ここで非常に大切なのは、「アウトプットは誰かに依頼すれば出してくれるが、アウトカムは自分で頑張らないとでてこない」ということです。
部長さんが、課長さんやチームメンバーに「××について考えろ」とか「○○について分析しろ」といった場合に、部下から出てくるのは”考えた結果”だったり、”数字を集計した結果”(もう少し頑張ったとしても、”そこから得られた示唆”)だったりします。これはアウトプットです。
そのアウトプットから何かを読み解いて(解釈して)、打ち手や対応方針などの意思決定を行うのは、その業務を依頼した部長さんの役目です。だからこそ、その解釈に基づいた意思決定によって得られるはずの「成果」および、失敗した場合の「責任」は、部長さんに帰属することになるわけです。この”得られるはずの「成果」”がアウトカムということになります。
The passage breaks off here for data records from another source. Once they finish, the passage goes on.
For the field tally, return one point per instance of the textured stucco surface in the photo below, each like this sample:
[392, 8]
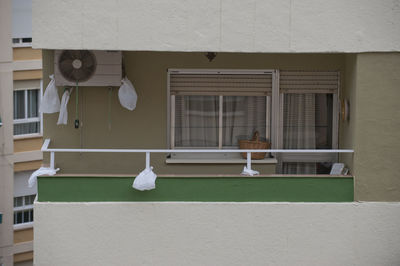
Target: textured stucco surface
[218, 25]
[377, 127]
[217, 234]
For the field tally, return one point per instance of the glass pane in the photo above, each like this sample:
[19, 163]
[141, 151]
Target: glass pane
[26, 216]
[242, 116]
[19, 104]
[19, 218]
[17, 201]
[29, 199]
[307, 124]
[33, 103]
[323, 120]
[27, 128]
[196, 121]
[307, 121]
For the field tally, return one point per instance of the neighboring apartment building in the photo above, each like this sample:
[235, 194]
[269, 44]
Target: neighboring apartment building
[305, 75]
[27, 128]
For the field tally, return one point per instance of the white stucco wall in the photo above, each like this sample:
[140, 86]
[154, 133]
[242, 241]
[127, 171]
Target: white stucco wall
[218, 25]
[217, 234]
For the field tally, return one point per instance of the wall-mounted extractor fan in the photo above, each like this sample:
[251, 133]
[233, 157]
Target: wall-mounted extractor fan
[87, 68]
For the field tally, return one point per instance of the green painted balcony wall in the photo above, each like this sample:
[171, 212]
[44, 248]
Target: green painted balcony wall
[202, 189]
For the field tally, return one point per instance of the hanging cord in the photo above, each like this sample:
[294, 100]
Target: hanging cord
[77, 106]
[109, 107]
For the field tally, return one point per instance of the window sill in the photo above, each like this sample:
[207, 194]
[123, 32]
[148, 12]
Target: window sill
[28, 136]
[23, 226]
[219, 161]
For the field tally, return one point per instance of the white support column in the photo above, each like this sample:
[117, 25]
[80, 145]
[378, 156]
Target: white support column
[249, 161]
[6, 135]
[52, 160]
[147, 160]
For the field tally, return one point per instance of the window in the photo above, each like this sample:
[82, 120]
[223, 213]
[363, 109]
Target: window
[216, 109]
[26, 112]
[23, 209]
[290, 109]
[309, 120]
[22, 42]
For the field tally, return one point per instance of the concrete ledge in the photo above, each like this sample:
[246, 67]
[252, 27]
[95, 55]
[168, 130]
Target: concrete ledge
[209, 233]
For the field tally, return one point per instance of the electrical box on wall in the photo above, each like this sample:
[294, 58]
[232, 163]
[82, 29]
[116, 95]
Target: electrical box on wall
[87, 68]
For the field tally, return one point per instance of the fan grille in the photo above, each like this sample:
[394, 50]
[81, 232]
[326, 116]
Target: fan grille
[77, 65]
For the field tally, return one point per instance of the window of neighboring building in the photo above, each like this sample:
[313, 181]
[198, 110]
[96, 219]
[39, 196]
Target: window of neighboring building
[290, 109]
[23, 209]
[26, 112]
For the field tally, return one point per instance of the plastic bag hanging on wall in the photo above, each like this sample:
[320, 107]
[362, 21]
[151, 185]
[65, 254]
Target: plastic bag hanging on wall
[127, 95]
[51, 101]
[63, 117]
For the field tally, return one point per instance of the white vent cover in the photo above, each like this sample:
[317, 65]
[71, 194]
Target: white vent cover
[108, 70]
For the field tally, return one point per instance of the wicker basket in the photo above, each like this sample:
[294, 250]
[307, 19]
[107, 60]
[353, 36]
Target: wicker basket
[254, 143]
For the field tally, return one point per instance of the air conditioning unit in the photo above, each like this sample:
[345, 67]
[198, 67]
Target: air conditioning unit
[87, 68]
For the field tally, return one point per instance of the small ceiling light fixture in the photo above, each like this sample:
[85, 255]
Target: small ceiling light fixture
[211, 56]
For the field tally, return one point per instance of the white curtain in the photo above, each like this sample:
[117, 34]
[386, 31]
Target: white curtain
[242, 116]
[299, 129]
[196, 121]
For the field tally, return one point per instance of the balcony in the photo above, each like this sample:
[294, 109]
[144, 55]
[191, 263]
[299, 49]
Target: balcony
[218, 187]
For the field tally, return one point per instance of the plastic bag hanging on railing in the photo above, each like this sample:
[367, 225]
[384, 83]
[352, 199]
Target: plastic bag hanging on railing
[63, 117]
[127, 94]
[51, 101]
[146, 180]
[41, 171]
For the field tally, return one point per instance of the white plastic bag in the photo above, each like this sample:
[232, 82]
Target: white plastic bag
[146, 180]
[41, 171]
[51, 101]
[249, 172]
[63, 117]
[127, 95]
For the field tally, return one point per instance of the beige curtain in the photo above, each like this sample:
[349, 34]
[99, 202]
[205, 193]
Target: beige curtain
[299, 129]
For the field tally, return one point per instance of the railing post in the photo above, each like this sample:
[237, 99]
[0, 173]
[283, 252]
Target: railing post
[147, 160]
[249, 161]
[52, 160]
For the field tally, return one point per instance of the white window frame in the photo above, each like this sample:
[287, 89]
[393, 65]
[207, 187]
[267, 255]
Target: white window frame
[24, 207]
[276, 122]
[171, 104]
[20, 43]
[31, 119]
[314, 157]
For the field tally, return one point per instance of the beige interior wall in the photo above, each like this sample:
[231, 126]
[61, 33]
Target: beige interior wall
[376, 136]
[28, 144]
[146, 127]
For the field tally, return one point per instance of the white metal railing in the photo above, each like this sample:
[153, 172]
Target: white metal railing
[45, 148]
BIツールやコンサルも、アウトプットを出してくるだけ

そういう意味では、BIツールやコンサルタントが出してくるのはアウトプットです。アウトカムではありません。(アウトソーシングプロジェクトなどは成果にコミットする、と言えるでしょうが、例外だと言ってよいでしょう)
アウトプットから、何を考えて、どういう意思決定をして、その施策を実行していくかを考えるのが「BIツールを導入した人」あるいは「コンサルタントに依頼した人」の腕の見せ所なわけですね。
アウトプットを眺めて、そこで思考停止をすることが無いように気を付けたいものです。

スタッフも「アウトプット」を出しただけで満足するな!

最後に、先ほどの例で述べた「部下」の皆さんも、気を付けるべきことがあります。それは、「依頼されたことを頑張ってこなしてアウトプットを出したからといって、満足していてはいけない」ということです。
ビジネスにおいて、重要なのは「分析結果」でも「考えた結果」でもありません。それらを活用して、「成果」につなぐ部分です。例えば、マーケティング部門が広告を作ってそれが世の中に出た!というのはアウトプットです。それを見て、社名を認知してくれた、自社商品を買ってくれた、がアウトカムです。あるいは、経営企画部門が素晴らしくわかりやすい役員報告資料を作った、というのはアウトプットです。その役員会で為された意思決定によって会社の業績が上向いた・伸びた、ということがアウトカムです。
必死で作ったアウトプットも、アウトカムにつながらなければ意味がありません。常に「アウトプットを自分なりに解釈する」「解釈の結果、とるべき行動を考える」という”意思決定に繋ぐためのもう一歩”を意識することを心がけましょう。